È un cambio di prospettiva rispetto alla «clausola» inserita due settimane fa nel «decreto dignità». Nei primi due articoli era previsto il riconoscimento della subordinazione dei ciclo-fattorini, e non solo, insieme alle tutele per il lavoro digitale: dal lavoro domestico a quello di cura, dal freelancing ai servizi poveri e terziarizzati. Propositi interessanti per lo sforzo di distinguere la natura mutevole del rapporto di lavoro nell’economia delle piattaforme. Avrebbero costituito un’innovazione nel dibatto sulla nuova forza lavoro. Nella prospettiva ribadita ieri non si parla più di estensione della subordinazione, tramite modifica del codice civile, mentre il «contratto nazionale» è limitato ai «riders». La riforma della subordinazione è osteggiata dalle piattaforme – in tutto il mondo – al punto da avere spinto una a minacciare di lasciare l’Italia (Foodora). Avere fatto un passo indietro su questo rischia di non risolvere il problema delle collaborazioni e del finto lavoro autonomo. Agganciare tutele sociali e minimi salariali alla persona, senza chiarire la natura subordinata del rapporto di lavoro può portare a nuovi problemi.

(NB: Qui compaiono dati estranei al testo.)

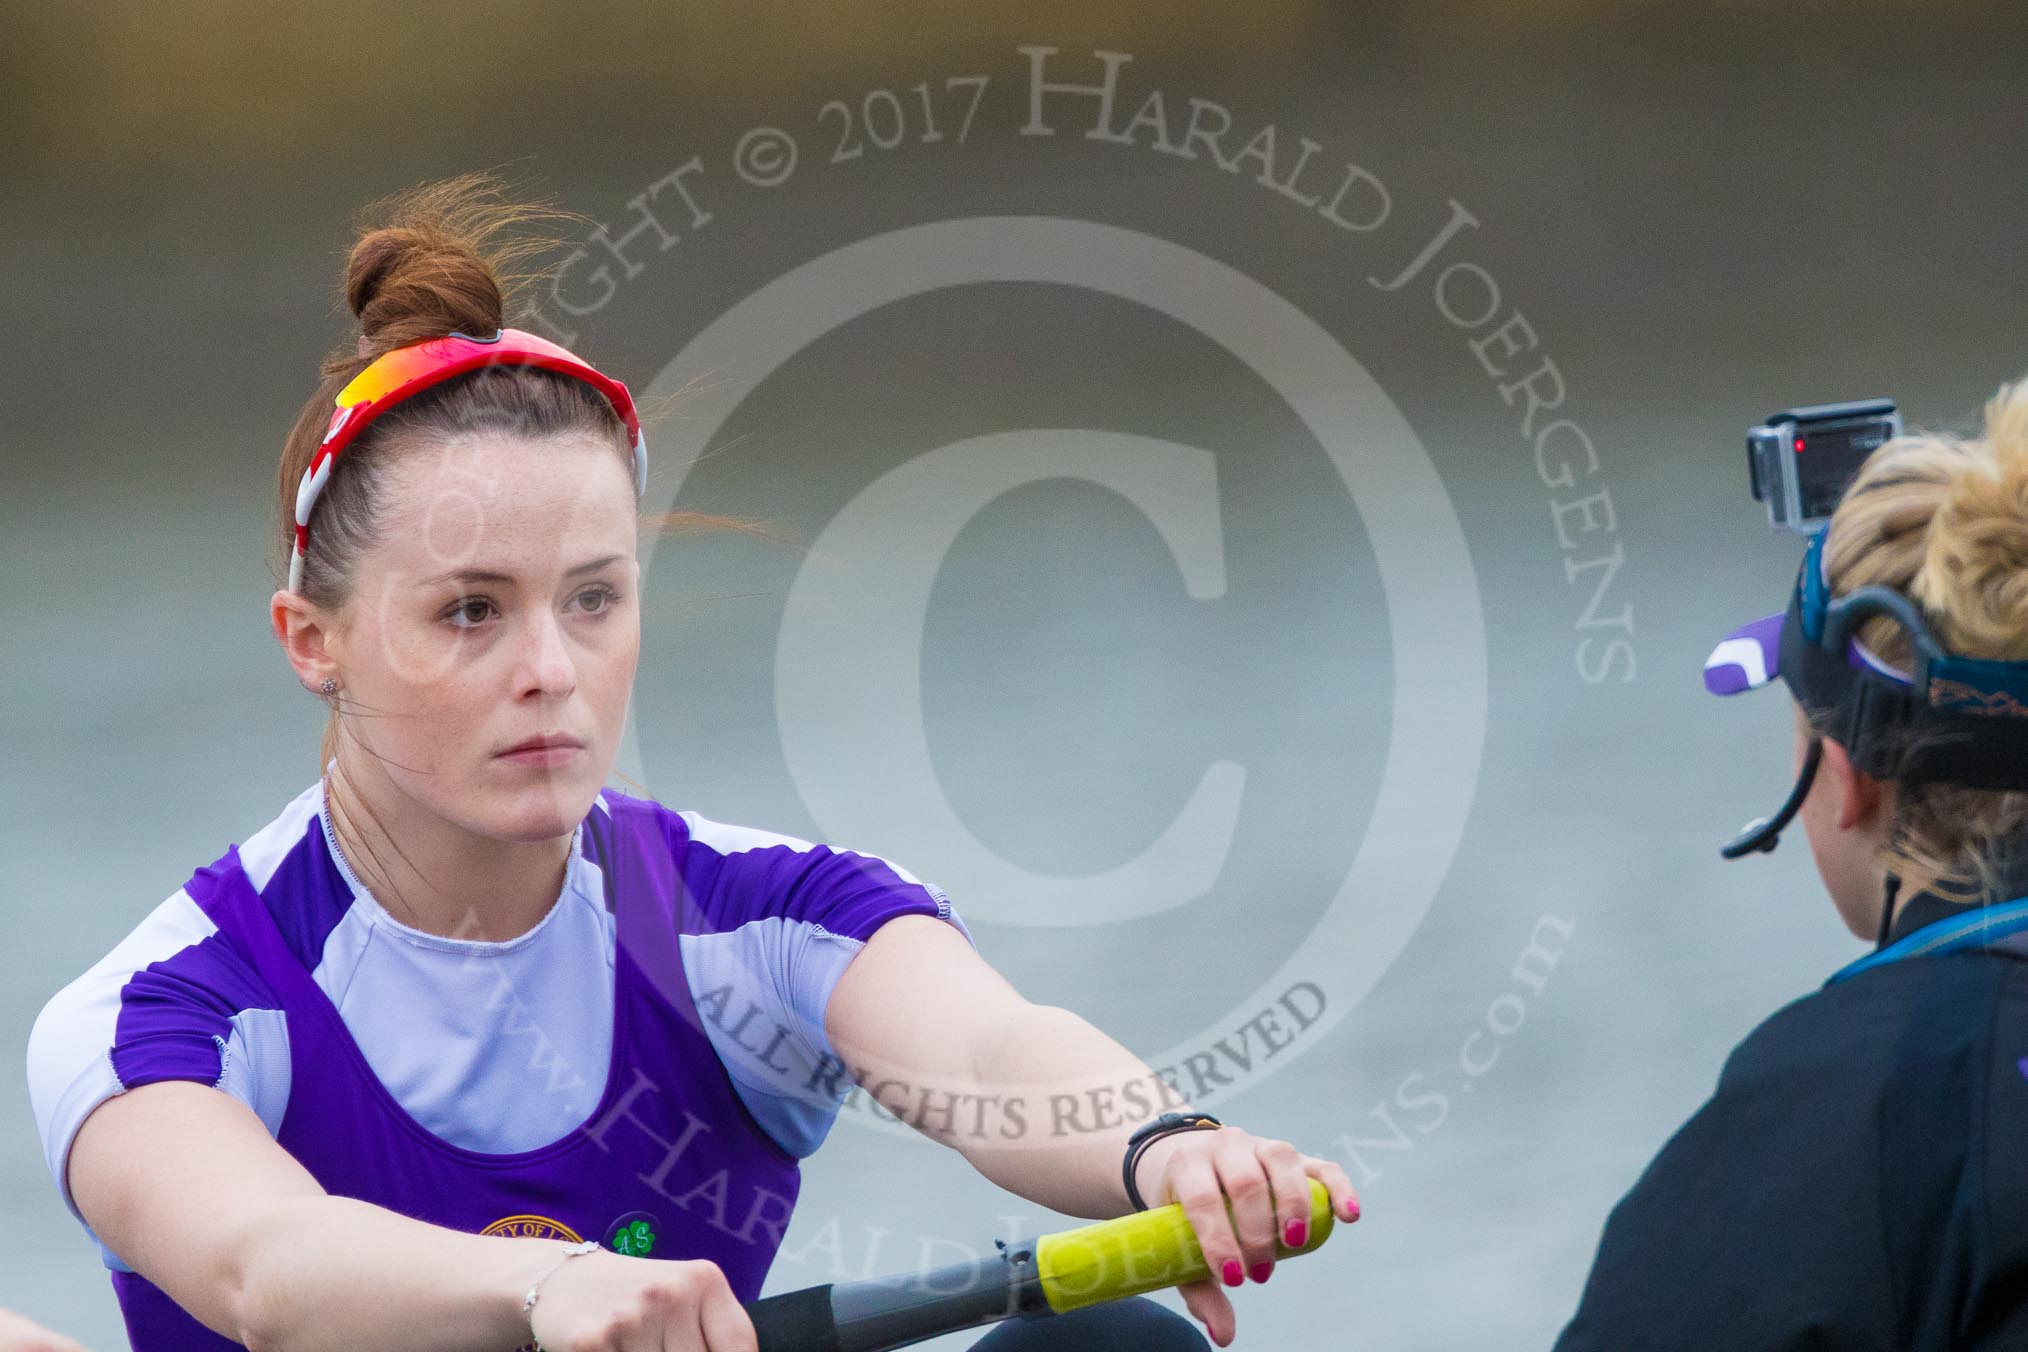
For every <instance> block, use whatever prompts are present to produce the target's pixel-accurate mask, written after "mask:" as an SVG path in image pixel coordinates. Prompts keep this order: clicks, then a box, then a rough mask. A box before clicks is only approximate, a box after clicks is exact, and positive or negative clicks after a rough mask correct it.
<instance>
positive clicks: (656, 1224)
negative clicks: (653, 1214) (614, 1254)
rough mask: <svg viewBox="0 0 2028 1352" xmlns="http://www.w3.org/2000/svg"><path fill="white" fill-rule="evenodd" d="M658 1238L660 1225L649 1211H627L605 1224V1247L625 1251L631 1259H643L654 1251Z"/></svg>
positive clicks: (623, 1252)
mask: <svg viewBox="0 0 2028 1352" xmlns="http://www.w3.org/2000/svg"><path fill="white" fill-rule="evenodd" d="M659 1238H661V1226H659V1224H657V1222H655V1216H651V1214H649V1212H627V1214H625V1216H621V1218H619V1220H614V1222H612V1224H610V1226H606V1249H610V1251H612V1253H625V1255H627V1257H631V1259H645V1257H649V1255H651V1253H655V1243H657V1241H659Z"/></svg>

Lo stesso vale per l’altra strada indicata da Di Maio: limitare il «contratto nazionale» ai soli «riders» rischia di normare solo una categoria, mentre l’economia dei lavoretti («gig economy») è trasversale alle categorie e ai rapporti di lavoro. Un simile contratto avrebbe bisogno di una revisione degli altri a cui, eventualmente, afferiscono i lavoratori quando operano su piattaforma. Riconoscere la subordinazione quando si dà materialmente nel rapporto di lavoro – come per i «riders» – e stabilire un nucleo di diritti sociali universali per tutti – dentro e oltre il lavoro digitale e non – è un modo più avanzato per affrontare il dilemma. È probabile che la bozza iniziale del decreto sia stata usata per fare sedere al tavolo le piattaforme. Averla congelata, o rimossa, può portare a un provvedimento inefficace. Una sintesi tra subordinazione e collaborazione per ora non c’è. All’orizzonte si intravede il conflitto tra chi sostiene la subordinazione (è la posizione dei «riders» e dei sindacati) e chi no (piattaforme e associazioni datoriali). E le incertezze del governo non aiutano. È stato scelto il pragmatismo: garantire le tutele ai «riders» e poi capire come estenderle a tutti gli altri. Ma la politica dei due tempi non funziona mai.

«Non solo per noi, ma per tutti» è lo slogan efficace dei «riders». In presidio in via Flavia ieri hanno ribadito la necessità di mantenere un’apertura universalistica, e non corporativa, al percorso del tavolo che sarà riconvocato nei prossimi giorni.